Recycling is a good thing, right? Well, it depends. Recycling helps to reduce waste and pollution, conserves precious resources, and, by recovering scrap materials, allows secondary production of materials that requires far less energy input than producing them from scratch.
For aluminum, the energy savings run as high as 95%; for copper 85%; plastics 80%; steel 74%; and paper 64%.
But recycling jobs are often dirty, low-paid, and undesirable—a far cry from sustainable “green jobs” that are now so often talked about. Perhaps the most notorious example is ship dismantling. It is a major employer in India and Bangladesh , employing many thousands of people, often migrant workers.
More than 80% of international trade flows via sea-lanes. Prior to the outbreak of the current global economic crisis, the world’s merchant fleet had expanded significantly. In 2007, the number of ships stood at 42,872 with a tonnage of 1,009.5 million dwt (dead weight tonnage).
The European Commission estimates that worldwide, between 200 and 600 large ships annually are broken up after having reached the end of their useful life.
The International Maritime Organization puts the total number of ships demolished since 1990 at more than 10,000, but statistics are incomplete.
The economic crisis has resulted in a glut of ships, and the New York Times reported in May 2009 that shipping companies were trying to sell more of them for scrap.
The ship-breaking industry is marked by great environmental and human health hazards, high accident rates, and poor working conditions including a lack of adequate protection for workers. The ships contain valuable steel and other scrap metal, but also many hazardous materials, including asbestos, polychlorinated biphenyls (PCBs), toxic paints, and residual oil. Many workers are killed or injured each year, and the beaches where dismantlement takes place (this is typically not done at properly equipped shipyards) are liable to suffer contamination.
Following half a decade of negotiations under the auspices of the International Maritime Organization, an accord imposing some rules on ship recycling was adopted in May 2009. Among other provisions, the new “International Convention for the Safe and Environmentally Sound Recycling of Ships” requires that vessels carry detailed inventories of hazardous materials, that decommissioning sites establish proper disposal procedures for hazardous materials as well as emergency plans, and that workers be equipped with protective gear.

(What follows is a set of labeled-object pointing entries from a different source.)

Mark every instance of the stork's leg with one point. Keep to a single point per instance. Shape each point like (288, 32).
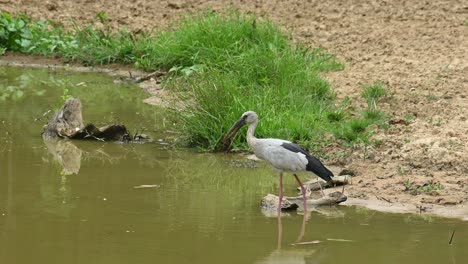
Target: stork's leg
(303, 193)
(281, 193)
(321, 189)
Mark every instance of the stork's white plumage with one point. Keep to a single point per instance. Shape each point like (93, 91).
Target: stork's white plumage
(283, 155)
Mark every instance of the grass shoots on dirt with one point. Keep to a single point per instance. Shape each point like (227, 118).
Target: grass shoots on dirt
(221, 64)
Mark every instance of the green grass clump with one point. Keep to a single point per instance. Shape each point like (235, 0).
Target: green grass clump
(220, 65)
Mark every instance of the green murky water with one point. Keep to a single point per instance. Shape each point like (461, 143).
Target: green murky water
(75, 202)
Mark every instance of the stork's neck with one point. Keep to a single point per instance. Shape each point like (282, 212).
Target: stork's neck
(250, 133)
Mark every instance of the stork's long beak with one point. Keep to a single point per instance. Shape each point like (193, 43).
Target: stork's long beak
(233, 131)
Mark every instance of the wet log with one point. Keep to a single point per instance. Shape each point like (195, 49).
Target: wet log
(67, 123)
(314, 185)
(270, 201)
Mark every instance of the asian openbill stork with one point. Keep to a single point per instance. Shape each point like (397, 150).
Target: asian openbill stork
(283, 155)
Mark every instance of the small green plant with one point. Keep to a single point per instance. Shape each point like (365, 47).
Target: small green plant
(372, 93)
(425, 188)
(14, 32)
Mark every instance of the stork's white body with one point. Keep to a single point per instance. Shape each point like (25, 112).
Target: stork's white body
(270, 150)
(283, 155)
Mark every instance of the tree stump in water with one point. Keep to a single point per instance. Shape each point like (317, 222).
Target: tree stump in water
(270, 202)
(67, 123)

But the shipping industry, allied with “flag of convenience” countries like Panama , Liberia , and the Bahamas , successfully opposed other important provisions. (“Flag of convenience” means that the nationality of the owner is different from the country of registration; this type of arrangement is often intended to evade taxes, wage standards, and other regulations.) Hazardous materials will not have to be removed by specially trained workers before a vessel can be dismantled, and there will be no international agency to watch over the industry’s practices. The agreement also does not require shipyards to substitute less toxic materials in shipbuilding.
Similar challenges need to be addressed in other parts of the recycling industry. While the recovery and reuse of materials is central to a greener economy, it is important not to overlook the human element.